Oracle Scratchpad

October 19, 2012

count(*)

Filed under: Execution plans,Oracle,Performance — Jonathan Lewis @ 6:48 pm BST Oct 19,2012

I came across a nice bit of code on OTN recently that someone had written several years ago (in 2007, in fact)  to demonstrate the different ways in which the optimizer would handle “select count({something}) from table;”. If you want to copy and repeat the test code, you may need to adjust it slightly – it references a type vc2s, which I changed to dbms_stats.chararray, and it references a plan table called toad_plan_table, which I replaced with references to the standard plan_table (getting rid of the truncate as I did so).

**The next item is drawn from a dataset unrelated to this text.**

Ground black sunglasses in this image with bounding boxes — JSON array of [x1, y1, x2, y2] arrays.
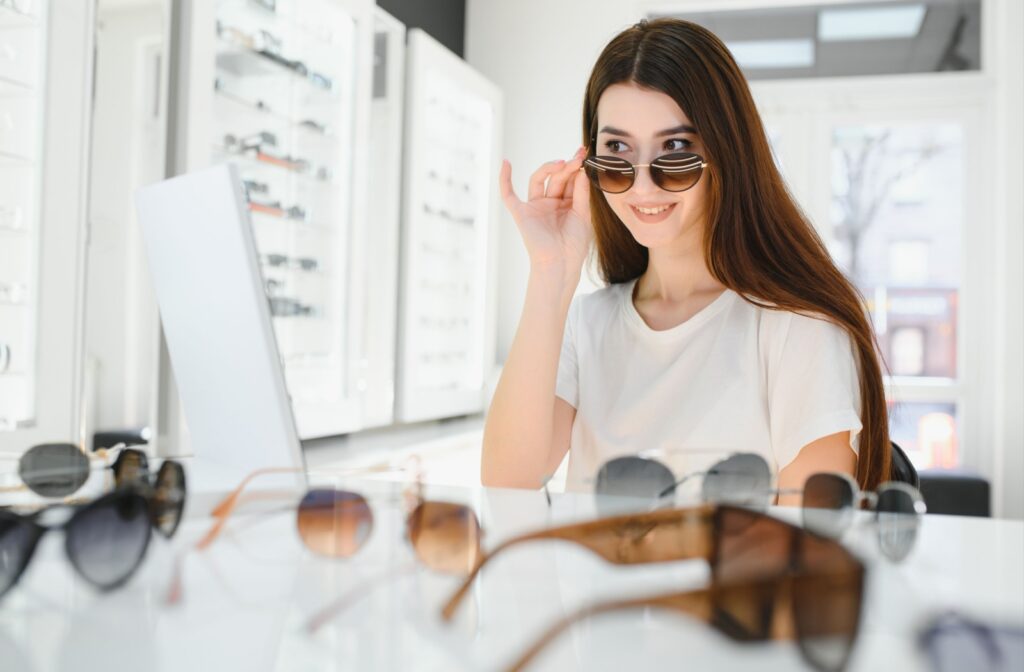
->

The code simply executes a call to explain plan for different statements, then extracts the projection information for the “sort aggregate” line of the execution plan (examining the operation and options columns to do so). The thing that particularly surprised me was that there was a difference between the following two queries:

select count( 1) from t1;
select count(-1) from t1;

According to the test, the first query is converted to count(*), but the second query really does count a load ‘-1’s (whatever that means).

This didn’t seem entirely reasonable, but even though the code was over 5 years old it had been tested against 10gR2. I decided to repeat the test (using 11.2.0.3), and found that there was a slight flaw in the test because Oracle wasn’t quite telling the truth. (The implication of the test is still correct, by the way, because the two queries do, surprisingly, act differently). To highlight the anomaly, I’ve created a data set, and generated the full execution plan with projection for the two queries – and there’s an important detail in the data set that makes it easy to see the difference:

create table t1
as
select  *
from    all_objects
where   rownum <= 20000 ;  create bitmap index t1_b1 on t1(owner);  begin         dbms_stats.gather_table_stats(                 ownname          => user,
                tabname          =>'T1',
                estimate_percent => 100,
                method_opt       => 'for all columns size 1'
        );
end;
/

Note, particularly that I’ve created a bitmap index on the owner column; with stats in place the fastest way of counting the rows in this table will be through a fast full scan on the (tiny) bitmap index. Here are the two plans – count(1) first, then count(-1):

-------------------------------------------------------------------------------
| Id  | Operation                     | Name  | Rows  | Cost (%CPU)| Time     |
-------------------------------------------------------------------------------
|   0 | SELECT STATEMENT              |       |     1 |     1   (0)| 00:00:01 |
|   1 |  SORT AGGREGATE               |       |     1 |            |          |
|   2 |   BITMAP CONVERSION COUNT     |       | 20000 |     1   (0)| 00:00:01 |
|   3 |    BITMAP INDEX FAST FULL SCAN| T1_B1 |       |            |          |
-------------------------------------------------------------------------------

Column Projection Information (identified by operation id):
-----------------------------------------------------------
   1 - (#keys=0) COUNT(*)[22]
   2 - COUNT(*)[22]
   3 - STRDEF[BM VAR, 10], STRDEF[BM VAR, 10], STRDEF[BM VAR, 7920]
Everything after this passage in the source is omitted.